RE: Private-style market analysis for cities
Thank you for taking time to read my article, and for providing such a thoughtful response. I believe the reports that you are referring to are appraisals, which are done to determine the market value of a specific project. If your clients are getting market research based upon primarily on comparable sales, then they need to engage competent consultants.
The kind of market research I am referring to is based upon empirical analysis of population trends and existing and proposed product in the competitive marketplace.
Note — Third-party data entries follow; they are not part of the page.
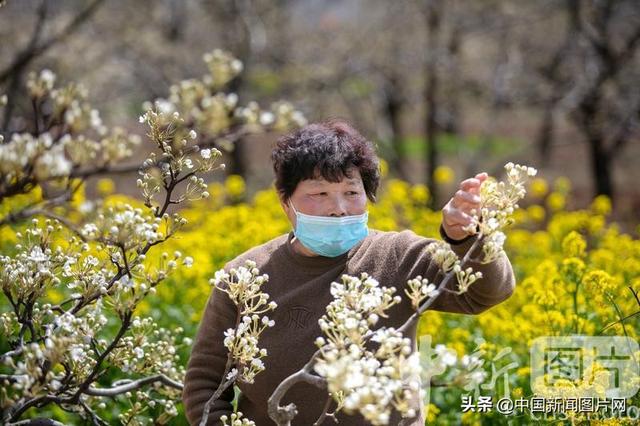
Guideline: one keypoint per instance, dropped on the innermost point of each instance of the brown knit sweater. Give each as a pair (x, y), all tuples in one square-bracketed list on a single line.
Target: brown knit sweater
[(300, 286)]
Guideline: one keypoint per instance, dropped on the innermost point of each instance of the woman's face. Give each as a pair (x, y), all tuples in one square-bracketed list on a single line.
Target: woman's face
[(319, 197)]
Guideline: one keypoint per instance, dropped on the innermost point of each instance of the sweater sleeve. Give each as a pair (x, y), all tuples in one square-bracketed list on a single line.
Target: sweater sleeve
[(207, 362), (496, 285)]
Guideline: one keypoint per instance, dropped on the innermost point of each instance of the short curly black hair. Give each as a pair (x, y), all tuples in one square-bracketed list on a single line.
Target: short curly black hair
[(329, 150)]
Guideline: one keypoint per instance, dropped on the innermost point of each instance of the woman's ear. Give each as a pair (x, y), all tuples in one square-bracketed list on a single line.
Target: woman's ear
[(284, 202)]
This sort of "broad-brush" analysis can provide insights into the types and amount of housing and related support commercial desired by the market and which can be profitably sold into the marketplace.
I have been involved in a number of design charrettes as an advisor, and though there was resistance initially from many of the design professionals involved ("What's a numbers guy doing here?"), the response to guidance on unit mix, pricing and phasing provided a structure that enhanced creativity, not diminished it. And across the board, the professionals involved appreciated the project input being available before the project was designed and presented to the client, instead of several weeks afterwards. There are few things more discouraging than putting a tremendous amount of effort and creativity into a project, only to have it judged by criteria that were not provided before the project was finished.